Taste of India

第19話 主食についてA〜米の食べ方


 お米はインド亜大陸全土で食べられる。

 チャパティなどの小麦パンを口にする機会の比較的多い北インドでも、お米は食べる。とくに、カルカッタ(コルカタ)のあるベンガル地方や、ボンベイ(ムンバイ)のあるマハラーシュトラ州などでは米飯をガンガンたいらげている。「インドの主食は北は小麦、南は米」というのは、間違いとはいわないまでも、きわめてラフな説明だと痛感する。
 
 とはいっても、圧倒的にお米好きなのはやはり南インドの人々である。
 彼らはお米をそのままご飯として食べるほか、米を挽いて粉にしてから(実際には、水に漬けてから石臼などで挽き、ドロリとしたペーストにする)、同じく要領でドロドロにすりつぶしたダールと混ぜ、さらに常温に一晩放置することで発酵させた生地を、蒸したり(「イドゥリ」という、ほのかに酸味のある蒸しパンになる)、クレープ状に鉄板上で焼いたりして(こちらは「ドーサ」という軽食だ)食べる。いわばお米のパンケーキ類である。チャパティやプーリなど小麦粉パンは発酵させないのに、わざわざお米の生地を自然発酵させるのがおもしろい。

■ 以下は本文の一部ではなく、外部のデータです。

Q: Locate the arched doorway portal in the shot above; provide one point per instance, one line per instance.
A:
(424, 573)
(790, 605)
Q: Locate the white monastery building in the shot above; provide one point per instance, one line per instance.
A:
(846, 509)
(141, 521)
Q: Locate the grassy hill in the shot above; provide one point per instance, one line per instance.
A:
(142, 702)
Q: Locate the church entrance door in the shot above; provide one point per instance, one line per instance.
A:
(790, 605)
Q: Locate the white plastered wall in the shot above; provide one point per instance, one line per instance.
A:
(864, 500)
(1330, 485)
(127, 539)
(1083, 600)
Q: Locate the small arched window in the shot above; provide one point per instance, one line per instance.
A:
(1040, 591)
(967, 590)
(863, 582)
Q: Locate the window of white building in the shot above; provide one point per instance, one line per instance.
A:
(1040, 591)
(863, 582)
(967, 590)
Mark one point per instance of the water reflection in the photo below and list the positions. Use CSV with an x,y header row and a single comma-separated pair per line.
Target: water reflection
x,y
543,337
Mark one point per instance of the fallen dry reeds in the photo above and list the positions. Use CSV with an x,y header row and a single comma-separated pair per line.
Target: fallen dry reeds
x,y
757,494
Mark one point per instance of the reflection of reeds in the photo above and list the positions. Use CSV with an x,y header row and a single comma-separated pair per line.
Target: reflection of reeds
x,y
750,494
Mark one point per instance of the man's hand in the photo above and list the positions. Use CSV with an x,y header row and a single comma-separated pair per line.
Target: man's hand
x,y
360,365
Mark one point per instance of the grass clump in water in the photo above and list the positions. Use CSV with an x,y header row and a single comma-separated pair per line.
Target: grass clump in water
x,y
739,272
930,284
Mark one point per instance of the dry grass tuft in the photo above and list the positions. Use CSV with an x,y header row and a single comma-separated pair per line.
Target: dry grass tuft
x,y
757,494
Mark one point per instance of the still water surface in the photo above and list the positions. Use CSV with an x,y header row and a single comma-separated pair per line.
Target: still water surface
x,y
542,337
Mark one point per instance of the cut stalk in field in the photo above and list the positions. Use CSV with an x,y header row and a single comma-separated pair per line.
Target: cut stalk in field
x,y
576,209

 南インドの人々は、お米の生地からビーフンのような米の麺をつくる。乾燥麺を水で戻してゆでたりするのではなく、練った生地をところてんの突き出しみたいなもので押し出し、それを蒸すのがふつうの調理法だ。イディヤパンなどという名前で、カレーをかけたり、ココナッツミルクの甘い「たれ」にひたしたりして食べる。もちろん箸は使わず、右手指を使う。
 
 米を挽かずとも、粒のまま蒸してそれを押して乾燥させた「押し米」などというものもある。南インドでアワルAVAL、北ではポハPOHAと呼ばれる食品だ。さっと水に通してからスパイスや香味野菜と炒め、やはりカレーなどをかけたりするのが南インド流の食べ方のひとつ、「アワル・ウプマ」である。

 西部インドなども含め、場所によっては、お米を原料に、本来は小麦全粒粉であるはずのチャパティをつくったりもする。上新粉に塩少々を加え、水で練った生地を薄く丸くのばし、油をひかない鉄板で焼けば、日本でも同じようなものができるはずだ。

 加工法や調理法のバリエーションのほか、お米自体の種類や品種にもいろいろある。が、炊き上がりはどれもパラリとしている。長粒タイプのインディカ種があくまで主流だが、中には日本の米並みに丸いものや(それでもやはりインディカ種だ)、南インドのケララ地方には粒が大きく赤みを帯びた「赤米」もある。

 ご飯の炊き方についても、炊くというよりはたっぷりのお湯でゆでてから少し蒸す、いわゆる湯とり法的なやり方が従来は主体だった。しかしながら近年では、大都市部中心に炊飯器も少しずつ普及してきている。

 白いご飯以外のメニューとしては、ノンベジなら骨付きのマトンやチキン、菜食では野菜を使った「ビリヤニ(ビールヤーニー)」や「プラオ(プラウ)」などと呼ばれる「炊き込みご飯」がポピュラーだろう。もともとはペルシャや中近東が発祥だろうが、今やインドの津々浦々でさまざまなビリヤニやプラオが食べられる。魚の切り身やエビのビリヤニもあるし、南インドの野菜ビリヤニでは「揚げたパン」を具材のひとつにしていることもある。

 いったんふつうに炊いた白いご飯に、炒めた野菜や挽き割り豆、スパイス類をミックスしたり、さらにはレモンやヨーグルト、トマト、なす、ココナッツ、ごま、ギーなどをそれぞれ混ぜて食べたりする「ミックス・ライス」のメニューも、南インドを中心に多くのバリエーションがある。

 カレーとご飯を混ぜて、小鍋でサッと煮立てた雑炊やおじやのような料理、あるいはカレーのお茶漬け的なメニューも南インドに行けばある。インド全体を見回しても、ご飯とダール(緑豆などの各種挽き割り豆)をトロトロに煮込んだ「おかゆ」が家庭料理として存在する。

 小麦粉同様、あるいはそれ以上に調理方法にさまざまな工夫があるのが、インド料理の醍醐味のひとつである。